大国主大神様が国づくりによって築かれた国は、「豊葦原の瑞穂国」と呼ばれ、あらゆるものが豊かに、力強く在る国でした。大神様は国づくりの後、築かれた国を私たち日本民族を遍く照らし治める天照大御神様へとお還し(国土奉還=国譲り)になりました。

そこで天照大御神さまは国づくりの大業をおよろこびになり、その誠に感謝なさって、これから後、この世の目に見える世界の政治は私の子孫があたることとし、Cあなたは目に見えない世界を司り、そこにはたらく「むすび」の御霊力によって人々の幸福を導いて下さい。

以下私の考えを含めて書くが、やたらと独りよがりが多いことを、はじめにお断りしておく。
圧倒的ともいえる強大な敵が侵略してきた場合、侵略される側はどのように対処するだろうか。オクニヌシとその二人の息子には、その代表的な対処を現わしているように思える。

つまり

・逃げる(コトシロヌシ 上記 @)

・適わぬまでも戦う(タケミナカタ 同 A)

・あきらめて何もしないで降伏する(オオクニヌシ 同 B)

この三通りではないか。
このような対処方法がいくつもあるわけがない。古事記の編纂者は、オオクニヌシと二人の息子にあてはめたのではないか。

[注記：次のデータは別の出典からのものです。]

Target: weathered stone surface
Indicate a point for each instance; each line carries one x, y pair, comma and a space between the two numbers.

 苦労に苦労を重ねて築きあげた国を、いきなりやって来た「赤の他人」にあっさりと譲るなど、現実のものとしてあり得ることではない。
国譲りは、決して平和裏におこなわれたものではなく、高天原に降伏したオオクニヌシは、息子どもども殺されたのだろう。「@舟に隠れた」とか、「C目に見えない世界」とは、死を与えられたとしか解釈のしようはない。この「目に見えない世界」を司る神殿が、オオクニヌシを祀る出雲大社であることはいうまでもない。(出雲大社について、私はここにも書いたので参考にしてください。)

古代、信濃国に移り住んだ部族としては安曇族が知られている。
私は、タケミナカタは、「タケムナカタ」に通ずるものかもしれないと考え、安曇続と同じ海洋民族の宗像氏を連想してしまった。
しかし安曇にしても、宗像にしても、タケミナカタの正しい(?)ルーツだとしたら面白いことではある。

 出雲は高天原の侵略に屈し、領土を奪われたのだろう。高天原から派遣された将軍はタケミカヅチで三人目だが、二度目の将軍アメノワカヒコは不幸な死に方をした。おそらく戦死したのだろう。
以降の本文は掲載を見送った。